January 26, 2026

Building a Lower-Carbon Economy: Reflections from Davos

BY AMY BRACHIO, CEO OF CARBON MEASURES

Following opening remarks from Ana Botín (Executive Chair, Banco Santander), Amy Brachio (CEO, Carbon Measures) joins Gustavo Pimenta (CEO, Vale), Jotaro Tamura (Senior Managing Executive Officer, MOL), and moderator Dave Ernsberger (President, S&P Global Energy) for the World Economic Forum–accredited session “Building a Global Carbon Accounting Framework” in Davos.

Coming back from Davos always takes a day or two to process. As with prior years, this year was a fast-paced week full of roundtables, meetings, panel discussions and lots of walking!  However, what's sticking with me isn't the flurry of meetings and announcements, but a pattern I kept hearing in conversations: lower-carbon projects struggling to scale, investments needed to drive a reduction in carbon emissions that can't find buyers willing to pay the premium, and innovation in this area that doesn't translate into market advantage.

A common thread across many of my discussions was that the markets and regulations we have today don't reward companies for producing lower-carbon products. We need to build something better. Addressing this problem is at the heart of what we are focused on at Carbon Measures:

  1. Building demand signals for carbon-intensive sectors.

Better data alone won’t deliver the pace of change needed in sectors such as oil and gas, steel, aluminum and cement by itself. The introduction of government-mandated product carbon-intensity standards can create strong demand for low‑carbon production and reward innovation at the lowest cost.

  1. Building accounting and accountability.

We need the development of carbon intensity standards that push more businesses to invest in, buy, and sell low-carbon emissions products and services, underpinned by accurate product-level carbon accounting. That will require a system that can deliver timely, verifiable data linked to product transactions, allowing companies, consumers and regulators to differentiate products effectively.

Product‑level data can also strengthen company‑level disclosures by reducing reliance on estimates. This will further underscore the importance of both voluntary and mandatory disclosures, while also improving their accuracy.

  1. Building visibility across the value chain.

A ledger-based system can strengthen companies’, governments’, and civil society’s understanding of the hot spots that need the greatest focus – and provide the kind of timely, transaction-specific data required by effective markets and regulation.
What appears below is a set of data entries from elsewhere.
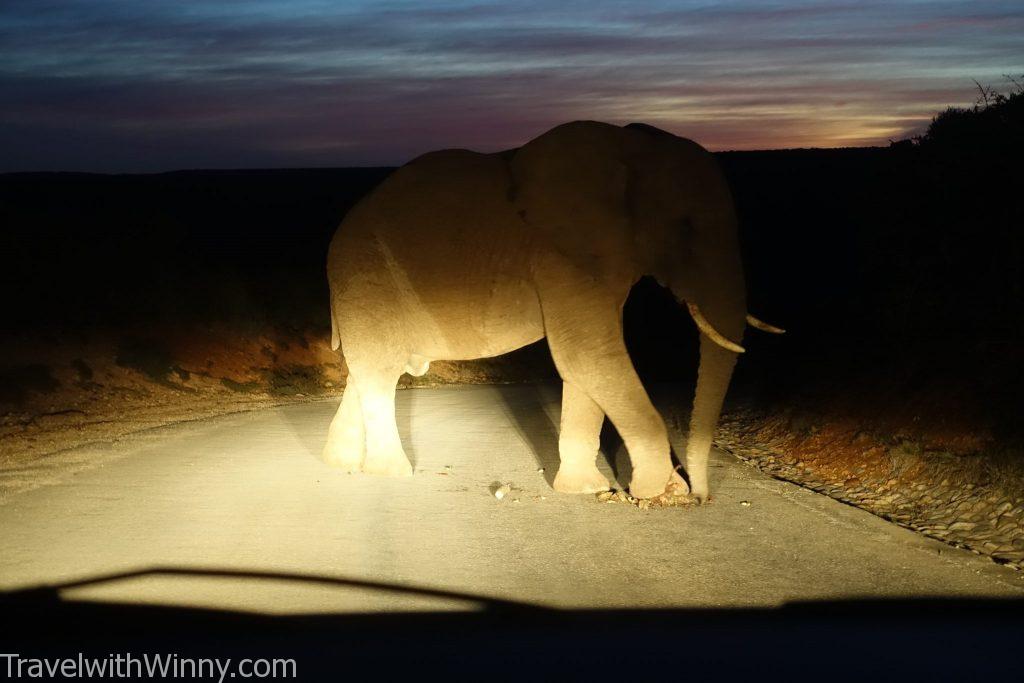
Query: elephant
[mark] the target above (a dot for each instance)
(460, 255)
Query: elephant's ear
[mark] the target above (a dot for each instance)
(569, 185)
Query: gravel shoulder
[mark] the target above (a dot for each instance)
(246, 492)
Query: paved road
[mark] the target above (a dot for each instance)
(246, 492)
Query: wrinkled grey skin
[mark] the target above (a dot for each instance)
(462, 255)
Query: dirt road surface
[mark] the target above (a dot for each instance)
(247, 493)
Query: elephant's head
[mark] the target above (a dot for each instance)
(626, 202)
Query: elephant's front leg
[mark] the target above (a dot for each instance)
(346, 440)
(579, 442)
(583, 323)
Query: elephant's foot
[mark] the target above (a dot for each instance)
(392, 464)
(585, 478)
(651, 481)
(343, 456)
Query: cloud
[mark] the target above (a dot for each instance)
(251, 82)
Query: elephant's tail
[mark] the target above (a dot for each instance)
(764, 327)
(335, 338)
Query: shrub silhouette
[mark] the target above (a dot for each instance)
(992, 124)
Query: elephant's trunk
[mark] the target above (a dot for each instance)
(715, 372)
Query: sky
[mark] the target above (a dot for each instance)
(153, 85)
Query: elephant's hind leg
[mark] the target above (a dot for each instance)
(579, 441)
(376, 387)
(345, 439)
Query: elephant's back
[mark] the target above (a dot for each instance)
(441, 240)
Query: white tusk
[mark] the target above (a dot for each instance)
(764, 327)
(711, 332)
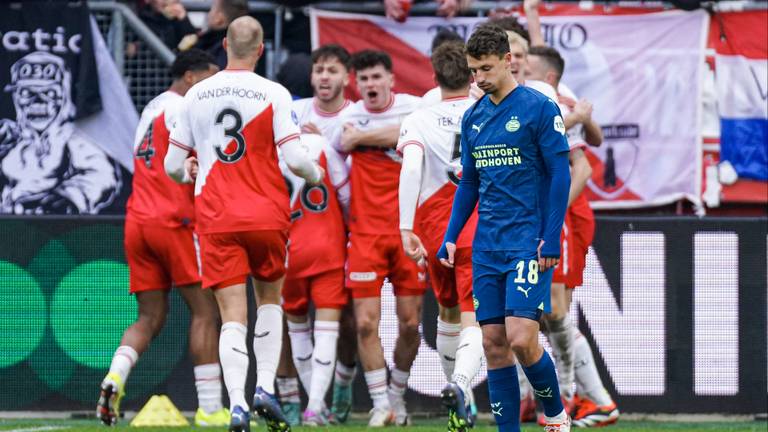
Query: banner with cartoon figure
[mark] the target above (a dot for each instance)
(48, 163)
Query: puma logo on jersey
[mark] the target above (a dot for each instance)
(238, 351)
(496, 408)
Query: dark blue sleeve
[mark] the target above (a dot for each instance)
(466, 196)
(554, 150)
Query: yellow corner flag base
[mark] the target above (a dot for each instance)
(159, 411)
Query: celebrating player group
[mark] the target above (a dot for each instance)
(473, 190)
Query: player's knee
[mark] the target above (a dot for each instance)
(367, 325)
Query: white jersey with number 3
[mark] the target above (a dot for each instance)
(234, 120)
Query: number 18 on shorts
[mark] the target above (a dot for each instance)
(506, 285)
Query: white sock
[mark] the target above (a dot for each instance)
(267, 343)
(122, 362)
(345, 374)
(447, 342)
(561, 339)
(300, 335)
(208, 383)
(323, 362)
(587, 378)
(288, 389)
(526, 391)
(469, 356)
(377, 387)
(233, 355)
(398, 381)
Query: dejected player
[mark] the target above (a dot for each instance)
(161, 253)
(429, 142)
(515, 163)
(235, 121)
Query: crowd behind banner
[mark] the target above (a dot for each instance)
(57, 158)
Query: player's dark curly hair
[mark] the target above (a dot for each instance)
(510, 23)
(191, 60)
(331, 51)
(370, 58)
(488, 39)
(445, 35)
(449, 61)
(551, 56)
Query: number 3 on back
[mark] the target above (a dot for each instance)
(228, 154)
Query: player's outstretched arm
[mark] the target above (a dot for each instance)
(581, 171)
(299, 162)
(464, 203)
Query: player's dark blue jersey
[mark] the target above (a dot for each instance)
(507, 148)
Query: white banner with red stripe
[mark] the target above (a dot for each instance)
(642, 71)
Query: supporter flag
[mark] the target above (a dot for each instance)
(66, 119)
(741, 74)
(640, 68)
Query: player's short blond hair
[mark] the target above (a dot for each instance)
(516, 38)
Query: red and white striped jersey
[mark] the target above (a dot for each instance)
(375, 172)
(329, 123)
(318, 235)
(155, 197)
(235, 120)
(437, 130)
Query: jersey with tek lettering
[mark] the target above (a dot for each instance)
(156, 199)
(375, 172)
(437, 130)
(507, 144)
(318, 236)
(329, 123)
(235, 120)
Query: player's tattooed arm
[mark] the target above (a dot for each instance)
(352, 137)
(581, 171)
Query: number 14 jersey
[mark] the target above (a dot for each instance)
(437, 130)
(235, 120)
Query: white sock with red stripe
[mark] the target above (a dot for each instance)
(447, 341)
(233, 355)
(208, 383)
(469, 355)
(300, 335)
(345, 374)
(323, 362)
(122, 362)
(288, 389)
(398, 381)
(377, 387)
(267, 343)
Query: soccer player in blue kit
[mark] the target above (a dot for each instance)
(515, 162)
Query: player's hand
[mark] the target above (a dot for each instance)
(448, 8)
(583, 109)
(191, 168)
(350, 137)
(545, 263)
(446, 254)
(311, 128)
(414, 249)
(318, 180)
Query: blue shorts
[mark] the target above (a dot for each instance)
(506, 284)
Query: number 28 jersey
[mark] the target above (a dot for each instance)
(235, 120)
(437, 130)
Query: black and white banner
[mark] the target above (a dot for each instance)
(51, 101)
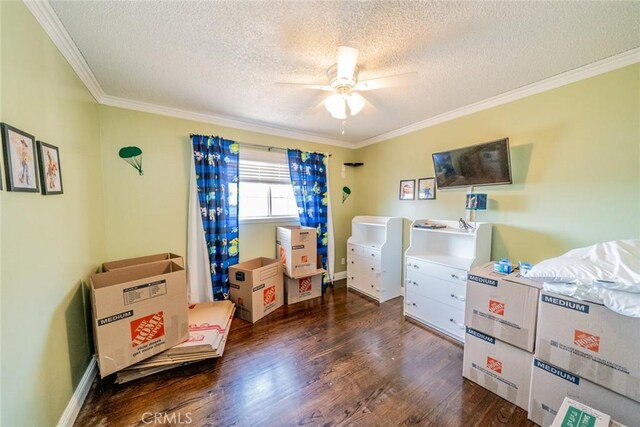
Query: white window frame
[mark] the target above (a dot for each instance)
(271, 157)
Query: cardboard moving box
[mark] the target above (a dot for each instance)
(138, 311)
(297, 289)
(497, 366)
(129, 262)
(592, 341)
(256, 288)
(550, 384)
(296, 248)
(504, 306)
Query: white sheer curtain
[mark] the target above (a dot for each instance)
(331, 241)
(198, 270)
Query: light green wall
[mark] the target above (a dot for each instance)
(148, 214)
(575, 161)
(50, 244)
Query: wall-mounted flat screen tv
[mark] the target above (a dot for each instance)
(482, 164)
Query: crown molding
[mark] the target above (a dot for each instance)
(50, 23)
(47, 18)
(591, 70)
(219, 120)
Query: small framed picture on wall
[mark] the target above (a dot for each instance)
(50, 173)
(427, 188)
(407, 189)
(19, 159)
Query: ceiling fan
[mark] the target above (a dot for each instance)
(345, 87)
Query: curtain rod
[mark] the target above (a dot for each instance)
(263, 147)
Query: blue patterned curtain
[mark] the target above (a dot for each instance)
(309, 178)
(216, 164)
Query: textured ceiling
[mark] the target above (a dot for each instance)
(223, 58)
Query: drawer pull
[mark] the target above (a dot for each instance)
(457, 324)
(454, 296)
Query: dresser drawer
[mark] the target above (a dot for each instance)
(371, 253)
(365, 265)
(450, 274)
(452, 294)
(437, 314)
(353, 249)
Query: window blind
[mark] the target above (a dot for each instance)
(265, 172)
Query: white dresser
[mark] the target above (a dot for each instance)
(374, 257)
(437, 263)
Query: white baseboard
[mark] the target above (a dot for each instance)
(79, 395)
(339, 276)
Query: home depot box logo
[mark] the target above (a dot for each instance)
(496, 307)
(305, 285)
(269, 295)
(586, 340)
(494, 364)
(147, 328)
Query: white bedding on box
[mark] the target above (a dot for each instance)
(607, 273)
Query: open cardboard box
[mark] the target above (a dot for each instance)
(138, 311)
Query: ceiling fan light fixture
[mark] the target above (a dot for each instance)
(356, 103)
(335, 105)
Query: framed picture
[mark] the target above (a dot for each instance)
(427, 188)
(407, 189)
(50, 173)
(19, 159)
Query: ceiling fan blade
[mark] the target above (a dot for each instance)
(388, 81)
(347, 60)
(305, 86)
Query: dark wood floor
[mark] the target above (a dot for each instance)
(338, 360)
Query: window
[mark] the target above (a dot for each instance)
(265, 186)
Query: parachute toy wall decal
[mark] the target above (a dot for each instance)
(346, 191)
(133, 156)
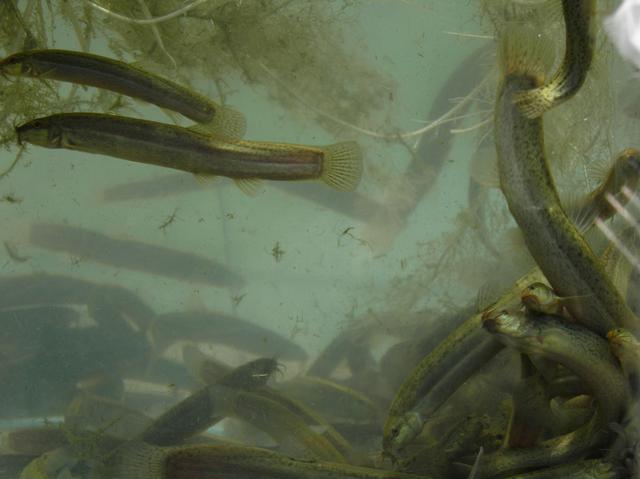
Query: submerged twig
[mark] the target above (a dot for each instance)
(385, 136)
(148, 21)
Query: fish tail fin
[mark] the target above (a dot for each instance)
(524, 51)
(136, 460)
(342, 166)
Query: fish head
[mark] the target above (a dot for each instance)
(14, 65)
(40, 132)
(536, 296)
(507, 323)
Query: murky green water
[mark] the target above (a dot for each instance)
(117, 276)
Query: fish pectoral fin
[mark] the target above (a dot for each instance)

This effort would increase visibility across the supply chain and help ensure emissions are properly accounted for in order to pinpoint areas requiring action.

  1. Building together.

Product-level measurement enables market transformation. But measurement fragmentation should be avoided, through dialogue with standard-setting organizations to help build a cohesive system, building on the strengths of existing systems and avoiding duplication. The conversation should not be about choosing between systems, but should focus on ensuring we have the right tools for different purposes. Entity-level reporting helps corporations understand and manage their greenhouse gas risks. And both product-level measurement and entity-level reporting are necessary; neither alone is sufficient.

Collectively, we must work toward the next layer of infrastructure that makes the entire system more effective, building upon the immense value of existing standards and knowledge.

The markets and regulations we have today don't reward lower-carbon production. And Davos only clarified – even more – what needs building.

There’s a lot of work ahead: standards to develop, partnerships to strengthen, policy frameworks to support. In the months ahead, the focus will be on building it – working jointly with NGOs, scientists, standard setters, policymakers, researchers, and corporations toward the shared goal of driving emissions reductions faster and increasing demand for low-carbon products.